What was the Anderson review?
David Anderson's review was to examine the interactions the Southport and Southend attackers both had with Prevent, and to suggest reform. What is clear, as Anderson identifies, is that Prevent is working and can reach such vulnerable individuals. The barrier stopping Rudakubana, Davison and possibly others from being adopted by Prevent has been the insistence that the individual referred must have a clear, recognisable and consistent ideological motivation present. The 2019 guidance from the Prevent national leads confirmed that this was not essential for Channel consideration and adoption, but Anderson identifies that this guidance has often not been followed within the Channel process.
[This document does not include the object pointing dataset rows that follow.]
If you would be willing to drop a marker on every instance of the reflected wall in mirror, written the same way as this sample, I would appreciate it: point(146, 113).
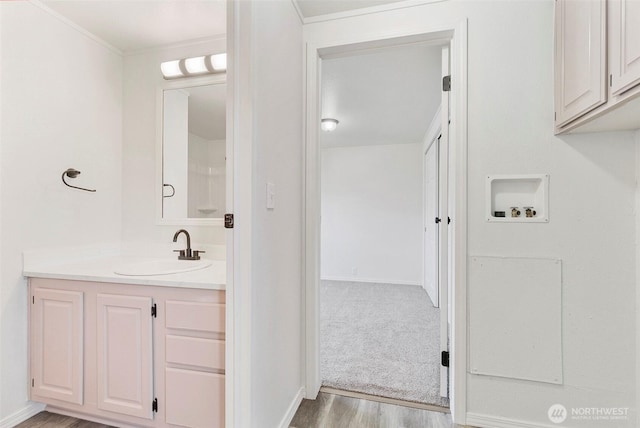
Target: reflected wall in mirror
point(193, 146)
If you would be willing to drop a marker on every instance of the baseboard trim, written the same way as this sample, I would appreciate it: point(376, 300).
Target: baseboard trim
point(486, 421)
point(386, 400)
point(31, 409)
point(293, 408)
point(369, 280)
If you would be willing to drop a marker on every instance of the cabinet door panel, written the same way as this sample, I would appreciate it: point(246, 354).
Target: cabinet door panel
point(57, 345)
point(580, 58)
point(194, 399)
point(124, 349)
point(624, 44)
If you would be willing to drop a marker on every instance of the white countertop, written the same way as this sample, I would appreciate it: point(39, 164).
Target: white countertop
point(98, 265)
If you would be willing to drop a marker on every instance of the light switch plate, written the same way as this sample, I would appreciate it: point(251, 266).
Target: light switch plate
point(271, 196)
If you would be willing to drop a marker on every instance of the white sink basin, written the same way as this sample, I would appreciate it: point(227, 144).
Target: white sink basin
point(160, 267)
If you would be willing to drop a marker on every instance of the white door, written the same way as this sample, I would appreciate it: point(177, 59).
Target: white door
point(431, 228)
point(443, 232)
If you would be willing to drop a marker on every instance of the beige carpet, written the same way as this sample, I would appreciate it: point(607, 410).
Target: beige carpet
point(380, 339)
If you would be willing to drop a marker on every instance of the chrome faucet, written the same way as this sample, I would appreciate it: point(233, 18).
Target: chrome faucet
point(187, 253)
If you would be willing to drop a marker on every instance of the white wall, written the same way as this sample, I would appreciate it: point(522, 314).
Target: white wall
point(61, 107)
point(372, 213)
point(142, 80)
point(268, 138)
point(592, 219)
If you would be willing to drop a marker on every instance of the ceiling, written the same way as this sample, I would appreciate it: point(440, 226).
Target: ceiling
point(386, 96)
point(380, 97)
point(131, 25)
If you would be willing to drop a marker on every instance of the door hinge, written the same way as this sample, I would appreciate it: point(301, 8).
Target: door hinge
point(228, 221)
point(446, 83)
point(445, 359)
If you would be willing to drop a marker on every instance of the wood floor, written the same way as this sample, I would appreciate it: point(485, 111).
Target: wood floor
point(336, 411)
point(327, 411)
point(52, 420)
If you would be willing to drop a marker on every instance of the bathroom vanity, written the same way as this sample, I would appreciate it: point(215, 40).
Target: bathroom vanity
point(145, 350)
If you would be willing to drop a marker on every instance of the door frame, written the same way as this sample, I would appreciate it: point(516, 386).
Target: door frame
point(456, 34)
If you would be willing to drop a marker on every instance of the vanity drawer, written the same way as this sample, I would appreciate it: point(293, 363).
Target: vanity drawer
point(209, 317)
point(194, 351)
point(194, 399)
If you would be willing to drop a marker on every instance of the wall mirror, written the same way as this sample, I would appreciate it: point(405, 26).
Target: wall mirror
point(191, 151)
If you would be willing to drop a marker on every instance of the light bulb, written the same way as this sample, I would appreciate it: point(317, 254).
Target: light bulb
point(171, 69)
point(195, 65)
point(218, 62)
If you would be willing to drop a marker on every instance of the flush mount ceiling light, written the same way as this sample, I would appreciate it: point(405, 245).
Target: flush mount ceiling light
point(195, 66)
point(328, 125)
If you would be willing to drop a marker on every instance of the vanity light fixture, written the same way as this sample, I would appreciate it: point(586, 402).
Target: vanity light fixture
point(328, 125)
point(187, 67)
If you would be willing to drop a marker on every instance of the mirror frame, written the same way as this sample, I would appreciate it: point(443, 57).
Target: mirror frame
point(190, 82)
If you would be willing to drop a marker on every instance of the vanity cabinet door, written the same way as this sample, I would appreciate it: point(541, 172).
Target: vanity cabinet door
point(125, 358)
point(57, 345)
point(580, 58)
point(624, 44)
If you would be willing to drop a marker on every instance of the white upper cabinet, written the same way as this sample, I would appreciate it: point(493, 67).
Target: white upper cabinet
point(624, 44)
point(597, 65)
point(580, 58)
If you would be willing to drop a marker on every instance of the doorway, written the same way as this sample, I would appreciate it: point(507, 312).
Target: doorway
point(379, 332)
point(316, 54)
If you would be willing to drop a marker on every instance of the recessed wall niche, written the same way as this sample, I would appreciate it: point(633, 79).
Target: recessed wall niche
point(517, 198)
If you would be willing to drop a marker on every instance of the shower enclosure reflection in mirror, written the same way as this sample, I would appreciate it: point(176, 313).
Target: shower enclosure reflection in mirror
point(190, 184)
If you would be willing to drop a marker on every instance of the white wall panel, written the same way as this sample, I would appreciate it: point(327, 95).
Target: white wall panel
point(372, 213)
point(515, 316)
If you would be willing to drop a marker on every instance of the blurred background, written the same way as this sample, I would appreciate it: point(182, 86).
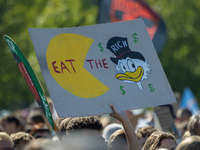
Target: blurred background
point(179, 56)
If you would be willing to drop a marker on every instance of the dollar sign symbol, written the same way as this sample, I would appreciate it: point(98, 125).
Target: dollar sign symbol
point(121, 88)
point(151, 88)
point(101, 48)
point(135, 38)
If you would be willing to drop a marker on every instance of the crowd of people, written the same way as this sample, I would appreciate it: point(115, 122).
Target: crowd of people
point(31, 131)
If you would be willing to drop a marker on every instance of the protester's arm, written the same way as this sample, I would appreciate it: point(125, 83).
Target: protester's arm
point(133, 143)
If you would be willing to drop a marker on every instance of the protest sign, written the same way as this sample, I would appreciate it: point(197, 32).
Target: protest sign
point(31, 79)
point(88, 68)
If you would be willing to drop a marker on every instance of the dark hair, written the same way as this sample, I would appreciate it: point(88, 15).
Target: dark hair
point(10, 119)
point(83, 123)
point(154, 141)
point(21, 136)
point(62, 126)
point(145, 131)
point(117, 138)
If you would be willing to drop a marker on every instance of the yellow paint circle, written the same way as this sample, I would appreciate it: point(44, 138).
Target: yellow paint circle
point(65, 58)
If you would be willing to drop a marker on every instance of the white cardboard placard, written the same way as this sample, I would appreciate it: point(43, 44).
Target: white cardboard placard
point(87, 68)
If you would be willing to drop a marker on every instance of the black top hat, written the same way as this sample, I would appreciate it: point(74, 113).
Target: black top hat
point(119, 47)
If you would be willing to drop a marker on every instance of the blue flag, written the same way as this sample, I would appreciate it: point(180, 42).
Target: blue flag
point(189, 101)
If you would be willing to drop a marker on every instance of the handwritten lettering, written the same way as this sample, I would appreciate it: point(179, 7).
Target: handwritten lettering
point(98, 63)
point(60, 69)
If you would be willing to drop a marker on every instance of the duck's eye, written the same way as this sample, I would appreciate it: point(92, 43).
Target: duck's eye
point(131, 65)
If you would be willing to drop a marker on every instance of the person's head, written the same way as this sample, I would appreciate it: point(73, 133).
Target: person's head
point(183, 114)
point(143, 133)
point(160, 140)
point(186, 135)
point(190, 143)
point(62, 127)
point(35, 117)
point(85, 133)
point(6, 141)
point(194, 125)
point(118, 141)
point(110, 129)
point(21, 139)
point(40, 130)
point(11, 124)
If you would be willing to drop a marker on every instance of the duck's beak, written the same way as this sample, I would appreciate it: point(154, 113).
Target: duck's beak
point(131, 76)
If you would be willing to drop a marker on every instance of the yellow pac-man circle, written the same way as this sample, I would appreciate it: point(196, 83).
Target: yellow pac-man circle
point(65, 58)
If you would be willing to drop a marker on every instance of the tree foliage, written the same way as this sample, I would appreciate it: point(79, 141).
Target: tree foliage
point(180, 57)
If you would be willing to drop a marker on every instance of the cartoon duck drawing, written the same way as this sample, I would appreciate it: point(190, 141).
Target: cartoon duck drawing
point(131, 66)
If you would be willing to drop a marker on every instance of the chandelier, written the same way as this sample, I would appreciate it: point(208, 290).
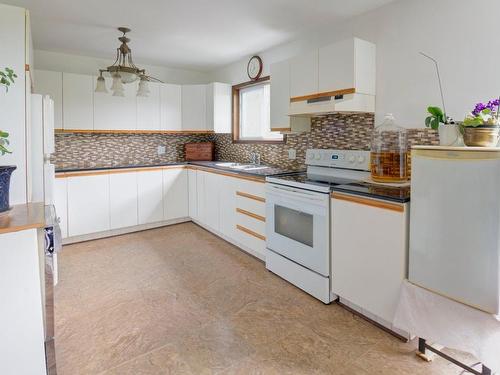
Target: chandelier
point(124, 71)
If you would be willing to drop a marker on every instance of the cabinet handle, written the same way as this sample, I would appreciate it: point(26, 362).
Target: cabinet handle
point(369, 202)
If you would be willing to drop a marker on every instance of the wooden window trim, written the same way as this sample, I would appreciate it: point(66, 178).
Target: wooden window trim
point(236, 114)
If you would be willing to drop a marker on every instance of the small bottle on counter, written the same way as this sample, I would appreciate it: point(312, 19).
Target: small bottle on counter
point(389, 152)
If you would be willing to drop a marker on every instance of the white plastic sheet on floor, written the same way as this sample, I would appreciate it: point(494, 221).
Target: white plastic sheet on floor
point(449, 323)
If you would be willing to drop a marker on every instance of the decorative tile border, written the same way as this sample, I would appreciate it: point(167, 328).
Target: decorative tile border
point(339, 131)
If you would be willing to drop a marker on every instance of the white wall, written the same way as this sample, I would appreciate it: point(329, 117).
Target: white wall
point(12, 104)
point(62, 62)
point(461, 35)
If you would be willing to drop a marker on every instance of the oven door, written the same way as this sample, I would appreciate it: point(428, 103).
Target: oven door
point(298, 226)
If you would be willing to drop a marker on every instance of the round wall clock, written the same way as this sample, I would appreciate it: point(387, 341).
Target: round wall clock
point(254, 68)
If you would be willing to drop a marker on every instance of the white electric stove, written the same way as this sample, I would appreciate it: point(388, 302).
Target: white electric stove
point(298, 218)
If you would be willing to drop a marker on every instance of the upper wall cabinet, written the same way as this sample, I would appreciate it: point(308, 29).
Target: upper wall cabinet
point(194, 107)
point(347, 64)
point(50, 83)
point(77, 101)
point(170, 107)
point(219, 107)
point(115, 112)
point(148, 109)
point(304, 74)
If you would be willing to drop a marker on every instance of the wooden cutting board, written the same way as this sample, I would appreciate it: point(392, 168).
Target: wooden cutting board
point(201, 151)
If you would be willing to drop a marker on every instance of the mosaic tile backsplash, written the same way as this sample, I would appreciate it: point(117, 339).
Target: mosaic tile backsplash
point(339, 131)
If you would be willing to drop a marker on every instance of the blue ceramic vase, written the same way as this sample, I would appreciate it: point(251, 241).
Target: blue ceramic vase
point(5, 172)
Anderson has recommended that the government should amend the existing Prevent legislation to include violence-fascinated individuals’ who demonstrate unclear, or even no apparent, ideological motivation, since frontline practitioners are already referring vulnerable individuals on this basis. The reasons for this are: the strong overlap of the profiles and modus operandi of terrorists and VFIs; their similar negative impacts on the public; and Prevent's proven ability to identify the latter. Above all, Anderson identifies that the individuals concerned in both categories are ‘lone operators, where the boundary between terrorist and non-terrorist extreme violence is imprecise and mobile’. Establishing a separate, standalone system would be difficult and dangerous. This in itself is a significant retort to the 2023 Shawcross Prevent review and to the police's ground-level implementation of Prevent.
Anderson made a longer-term proposal to integrate the current standalone structure of Prevent within a wider ‘safeguarding and violence prevention strategy’ behind ‘a big front door’ of the local authority's multiagency safeguarding board.
This would ensure that the vulnerabilities and motivations of individuals referred would be considered holistically with effective handovers, whilst genuinely inappropriate referrals of individuals needing other types of intervention would no longer be made directly to Prevent. The integration would bring an extra advantage: a reduction in the public visibility and distinctiveness of Prevent and the potential reduction in associated stigma and controversy over a referral, as a referral would then be a ‘safeguarding’ one, rather than be a ‘Prevent referral’.